The issue consumes her life. When Smith speaks of sexual violence and HIV in an interview, she passionately spews out facts in such rapid succession that she herself loses the line of thought. She can barely catch her breath.
Smith has taken rape survivors into her own home, sometimes sleeping in her son's room in order to make room for women who seek out her comfort. She takes them to doctors, to counselors, to police. She hosts a lunch once a month for rape survivors - and she insists they are survivors,not victims - to provide an informal support network.
And over the past year she has written dozens of stories to expose low conviction rates, incompetent policing, and poor prosecutors. She points out that only 7 percent of reported rape cases ever make it to a court. Some women withdraw charges because they say the investigations are shams: Officers lost all but one answering-machine tape that Smith had saved of her rapist issuing threats.
But partly in response to the publicity, South Africa is now setting up 20 specialized "rape courts" across the country - the first such initiative in the world. Canada is helping to fund the program; the US Department of Justice and the FBI are training prosecutors and investigators in how to deal with the cases.
Smith also urged the South African Medical Association to sensitize doctors, and the group is putting together a "rape protocol." The Johannesburg district surgeon's office, which Smith criticized as cold and uncaring, is being revamped. She has advised police departments on how to better train their officers to deal with rape survivors.
Her biggest aim, however, has been to press for free access to drugs that could minimize a rape survivor's chances of contracting HIV, the virus that causes AIDS. She has condemned the government in print for failing to provide the preventive medicine, organized public demonstrations, and helped launch a petition that collected 600,000 signatures - the largest in the history of the country. Now two pharmaceutical companies have announced two $100-million studies into the availability and effect of anti-HIV drugs on rape survivors.
Following the negative coverage Smith gave the private Netcare hospital group, it has opened five rape clinics and provides HIV-treatment starter packs to rape survivors.
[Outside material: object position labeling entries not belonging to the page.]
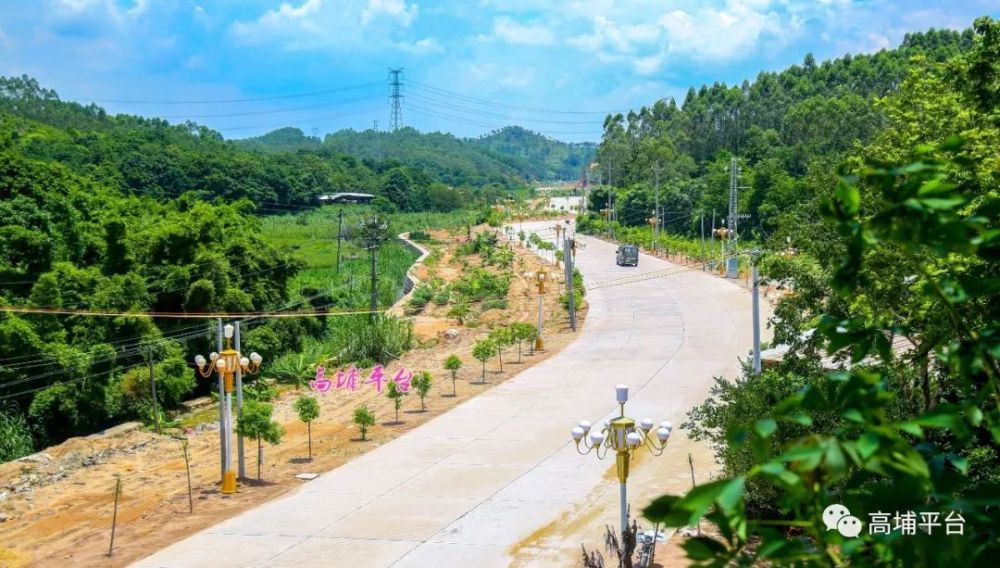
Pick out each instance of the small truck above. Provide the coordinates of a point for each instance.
(628, 255)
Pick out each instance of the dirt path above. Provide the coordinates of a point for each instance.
(56, 506)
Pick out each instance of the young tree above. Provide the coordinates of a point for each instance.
(501, 338)
(522, 332)
(395, 394)
(482, 351)
(364, 419)
(422, 384)
(255, 422)
(453, 364)
(308, 410)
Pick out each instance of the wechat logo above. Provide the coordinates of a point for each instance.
(839, 518)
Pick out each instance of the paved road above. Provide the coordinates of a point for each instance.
(469, 487)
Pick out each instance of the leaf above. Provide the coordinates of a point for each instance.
(867, 445)
(765, 427)
(703, 548)
(674, 511)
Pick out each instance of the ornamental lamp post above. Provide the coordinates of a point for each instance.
(226, 363)
(540, 278)
(624, 437)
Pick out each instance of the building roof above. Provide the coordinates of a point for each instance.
(346, 197)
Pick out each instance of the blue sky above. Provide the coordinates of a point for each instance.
(470, 66)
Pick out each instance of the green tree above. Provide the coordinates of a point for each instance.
(15, 435)
(483, 350)
(522, 332)
(501, 338)
(396, 395)
(453, 363)
(363, 419)
(422, 383)
(255, 422)
(308, 410)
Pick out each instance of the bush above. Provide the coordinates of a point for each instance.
(15, 435)
(382, 339)
(494, 305)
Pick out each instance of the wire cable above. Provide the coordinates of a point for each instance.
(245, 100)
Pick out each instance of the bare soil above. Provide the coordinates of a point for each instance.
(56, 506)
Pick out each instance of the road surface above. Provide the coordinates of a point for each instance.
(496, 481)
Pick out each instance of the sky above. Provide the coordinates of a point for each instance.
(245, 67)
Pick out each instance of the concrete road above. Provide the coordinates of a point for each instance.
(475, 486)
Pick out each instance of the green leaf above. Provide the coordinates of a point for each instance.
(765, 427)
(703, 548)
(867, 445)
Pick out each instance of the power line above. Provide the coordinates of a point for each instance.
(246, 100)
(475, 100)
(275, 110)
(395, 98)
(469, 110)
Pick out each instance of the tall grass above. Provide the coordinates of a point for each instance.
(15, 435)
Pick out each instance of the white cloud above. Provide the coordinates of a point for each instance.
(5, 41)
(507, 30)
(393, 9)
(372, 25)
(425, 46)
(287, 18)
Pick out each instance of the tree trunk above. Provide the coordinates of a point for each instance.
(260, 456)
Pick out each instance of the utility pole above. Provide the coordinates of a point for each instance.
(656, 226)
(395, 99)
(703, 240)
(223, 447)
(378, 141)
(732, 260)
(755, 296)
(373, 231)
(241, 466)
(570, 293)
(152, 385)
(340, 232)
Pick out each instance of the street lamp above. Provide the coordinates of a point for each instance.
(540, 278)
(226, 363)
(625, 437)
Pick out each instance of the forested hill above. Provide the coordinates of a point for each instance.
(781, 127)
(512, 152)
(537, 156)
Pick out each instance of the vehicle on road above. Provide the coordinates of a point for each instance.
(627, 255)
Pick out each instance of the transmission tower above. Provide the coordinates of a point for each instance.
(734, 174)
(395, 99)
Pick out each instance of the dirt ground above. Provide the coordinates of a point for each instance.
(56, 506)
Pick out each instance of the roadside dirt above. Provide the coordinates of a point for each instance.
(56, 506)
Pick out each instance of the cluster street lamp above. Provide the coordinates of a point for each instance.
(227, 363)
(625, 437)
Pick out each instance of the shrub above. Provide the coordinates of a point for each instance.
(382, 339)
(364, 419)
(395, 394)
(15, 435)
(422, 384)
(495, 304)
(453, 364)
(255, 422)
(308, 410)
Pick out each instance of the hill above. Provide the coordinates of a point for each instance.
(512, 153)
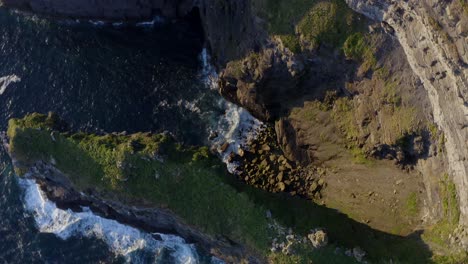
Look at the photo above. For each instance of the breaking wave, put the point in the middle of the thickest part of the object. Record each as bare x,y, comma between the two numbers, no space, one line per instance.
124,240
236,127
6,81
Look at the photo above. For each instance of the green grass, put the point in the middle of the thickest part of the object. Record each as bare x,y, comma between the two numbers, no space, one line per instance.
188,181
325,21
412,204
291,42
464,4
438,234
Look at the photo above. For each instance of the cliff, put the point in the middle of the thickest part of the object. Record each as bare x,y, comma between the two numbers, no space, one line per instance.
434,36
371,92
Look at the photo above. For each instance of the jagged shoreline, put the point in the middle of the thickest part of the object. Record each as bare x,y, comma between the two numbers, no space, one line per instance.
59,189
260,77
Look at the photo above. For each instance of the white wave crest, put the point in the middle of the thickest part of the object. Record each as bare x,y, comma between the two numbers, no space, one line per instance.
6,81
236,127
123,240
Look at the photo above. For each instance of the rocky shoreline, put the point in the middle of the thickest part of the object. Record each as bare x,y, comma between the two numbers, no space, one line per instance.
152,220
58,188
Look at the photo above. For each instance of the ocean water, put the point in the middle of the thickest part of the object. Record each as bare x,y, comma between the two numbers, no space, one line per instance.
151,76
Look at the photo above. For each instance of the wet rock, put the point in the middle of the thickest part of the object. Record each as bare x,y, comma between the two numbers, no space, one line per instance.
318,238
224,147
313,187
265,147
281,186
359,254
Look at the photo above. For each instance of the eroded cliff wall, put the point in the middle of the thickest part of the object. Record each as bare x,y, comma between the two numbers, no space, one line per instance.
434,36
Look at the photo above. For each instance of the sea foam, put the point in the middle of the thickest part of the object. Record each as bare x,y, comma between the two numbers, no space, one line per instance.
237,126
6,81
121,239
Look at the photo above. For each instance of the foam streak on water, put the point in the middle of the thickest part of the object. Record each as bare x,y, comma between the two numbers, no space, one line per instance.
123,240
6,81
237,126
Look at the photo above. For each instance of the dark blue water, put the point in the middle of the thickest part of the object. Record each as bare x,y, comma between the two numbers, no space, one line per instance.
97,78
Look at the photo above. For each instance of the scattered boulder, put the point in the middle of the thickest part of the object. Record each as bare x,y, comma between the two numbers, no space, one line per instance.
224,147
358,254
318,237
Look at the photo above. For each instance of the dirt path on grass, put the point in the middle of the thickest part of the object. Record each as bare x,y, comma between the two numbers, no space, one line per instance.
380,195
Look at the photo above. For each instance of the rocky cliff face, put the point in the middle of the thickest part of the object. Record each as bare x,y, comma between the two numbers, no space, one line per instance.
434,36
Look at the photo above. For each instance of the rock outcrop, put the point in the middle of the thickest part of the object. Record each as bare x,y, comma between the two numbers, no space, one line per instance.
434,36
230,26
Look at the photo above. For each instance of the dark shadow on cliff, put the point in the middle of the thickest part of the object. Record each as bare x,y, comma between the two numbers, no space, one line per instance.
303,215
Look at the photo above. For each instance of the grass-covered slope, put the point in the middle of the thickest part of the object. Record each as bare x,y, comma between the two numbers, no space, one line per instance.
144,166
156,170
309,22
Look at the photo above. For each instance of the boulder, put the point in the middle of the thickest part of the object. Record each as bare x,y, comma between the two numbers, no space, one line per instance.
358,254
318,238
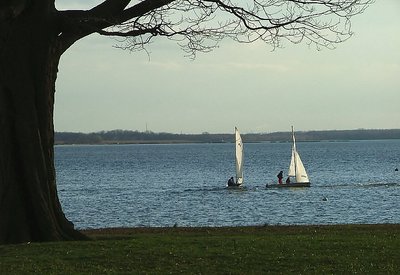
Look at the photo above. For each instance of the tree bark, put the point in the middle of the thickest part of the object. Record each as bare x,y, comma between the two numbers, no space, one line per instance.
29,206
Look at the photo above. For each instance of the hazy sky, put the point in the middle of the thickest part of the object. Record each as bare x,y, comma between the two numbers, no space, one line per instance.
357,85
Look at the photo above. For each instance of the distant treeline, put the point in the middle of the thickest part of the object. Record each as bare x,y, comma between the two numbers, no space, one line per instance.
125,137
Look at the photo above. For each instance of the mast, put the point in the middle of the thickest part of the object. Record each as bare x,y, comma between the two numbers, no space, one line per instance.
294,151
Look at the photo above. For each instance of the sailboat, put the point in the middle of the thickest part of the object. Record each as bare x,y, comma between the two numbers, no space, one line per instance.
238,181
297,175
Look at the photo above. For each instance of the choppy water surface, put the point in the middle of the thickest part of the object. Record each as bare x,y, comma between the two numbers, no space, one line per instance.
163,185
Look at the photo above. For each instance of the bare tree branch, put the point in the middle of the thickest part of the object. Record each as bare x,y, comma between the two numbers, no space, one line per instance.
199,25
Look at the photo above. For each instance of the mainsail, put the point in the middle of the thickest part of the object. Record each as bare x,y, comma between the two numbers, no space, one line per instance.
296,167
239,157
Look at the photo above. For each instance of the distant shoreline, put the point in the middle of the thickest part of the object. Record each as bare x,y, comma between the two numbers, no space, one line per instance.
148,137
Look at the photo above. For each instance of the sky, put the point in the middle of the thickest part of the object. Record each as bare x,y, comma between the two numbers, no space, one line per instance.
356,85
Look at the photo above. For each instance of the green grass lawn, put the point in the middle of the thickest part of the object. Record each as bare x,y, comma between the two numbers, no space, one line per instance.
341,249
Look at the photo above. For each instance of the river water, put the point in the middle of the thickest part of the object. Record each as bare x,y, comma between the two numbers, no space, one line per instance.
185,184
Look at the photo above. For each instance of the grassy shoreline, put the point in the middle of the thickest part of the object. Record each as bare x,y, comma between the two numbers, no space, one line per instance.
337,249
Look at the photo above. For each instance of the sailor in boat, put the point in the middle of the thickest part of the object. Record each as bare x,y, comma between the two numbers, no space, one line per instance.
280,177
231,182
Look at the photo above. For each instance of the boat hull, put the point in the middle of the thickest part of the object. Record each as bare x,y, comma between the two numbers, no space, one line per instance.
288,185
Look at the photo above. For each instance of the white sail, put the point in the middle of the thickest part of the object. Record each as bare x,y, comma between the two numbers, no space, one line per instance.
292,166
301,174
239,157
296,167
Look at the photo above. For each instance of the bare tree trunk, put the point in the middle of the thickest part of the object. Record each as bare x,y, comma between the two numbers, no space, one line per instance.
29,206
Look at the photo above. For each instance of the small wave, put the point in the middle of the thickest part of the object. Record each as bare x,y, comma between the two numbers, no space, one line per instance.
360,184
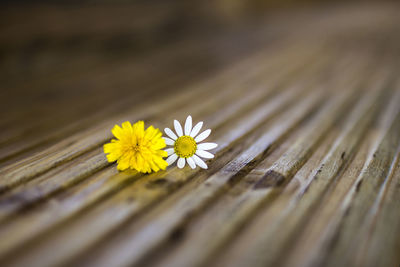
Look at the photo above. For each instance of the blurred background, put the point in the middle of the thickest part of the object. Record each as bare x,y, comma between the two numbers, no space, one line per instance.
67,61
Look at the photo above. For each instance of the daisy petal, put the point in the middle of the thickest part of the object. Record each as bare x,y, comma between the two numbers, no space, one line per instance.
178,128
188,125
199,162
202,136
181,163
170,133
191,163
169,141
196,129
204,154
169,151
207,146
171,159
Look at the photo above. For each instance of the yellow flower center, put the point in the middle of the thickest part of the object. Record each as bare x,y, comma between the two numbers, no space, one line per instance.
185,146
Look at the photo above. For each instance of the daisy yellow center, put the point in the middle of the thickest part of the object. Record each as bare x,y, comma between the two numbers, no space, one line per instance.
185,146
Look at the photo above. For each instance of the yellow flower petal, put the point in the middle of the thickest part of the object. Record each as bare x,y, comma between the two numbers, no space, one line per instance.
136,148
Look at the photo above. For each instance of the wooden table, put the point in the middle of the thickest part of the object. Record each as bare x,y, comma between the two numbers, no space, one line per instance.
304,104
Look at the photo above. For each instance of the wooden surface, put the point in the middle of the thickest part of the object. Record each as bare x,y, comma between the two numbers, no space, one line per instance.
304,104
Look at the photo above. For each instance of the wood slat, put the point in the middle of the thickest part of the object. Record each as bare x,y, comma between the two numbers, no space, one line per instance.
304,106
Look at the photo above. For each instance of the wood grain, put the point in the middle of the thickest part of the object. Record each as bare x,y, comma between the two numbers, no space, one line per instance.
304,105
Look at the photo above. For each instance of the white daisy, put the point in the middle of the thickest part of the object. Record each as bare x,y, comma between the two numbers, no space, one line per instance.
186,145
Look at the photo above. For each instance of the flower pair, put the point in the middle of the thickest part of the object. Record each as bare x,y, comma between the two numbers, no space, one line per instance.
142,150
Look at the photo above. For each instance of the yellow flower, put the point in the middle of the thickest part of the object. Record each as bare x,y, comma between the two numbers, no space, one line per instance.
137,148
"It was provoked by my article and me fighting. It's a direct consequence," says Smith.
She is a crusader, and is unabashed. She rubs some people the wrong way. Smith has taken such ownership of the rape issue that many women's activists and government officials have come to resent her.
"No comment," the director of one group said this week when asked to speak about Smith. "I don't have anything nice to say."
Some have tired of the relentless stories she writes on her own case - the arrest of her attacker, her breakdown before testifying in court, her poor prosecution team, and just last week, her victorious day in court. Her rapist was sentenced to 15 years.
Not even Smith's critics deny her personal bravery and her achievements on the national scene. And it seems she is not finished yet. "I think I have at least two years left of really hard work," she says. "Adversity can be an opportunity.... We have the worst rape statistics in the world. But we can also develop ground-breaking solutions.
"We did it with apartheid, she adds. "We can do it again with the problems of rape and HIV."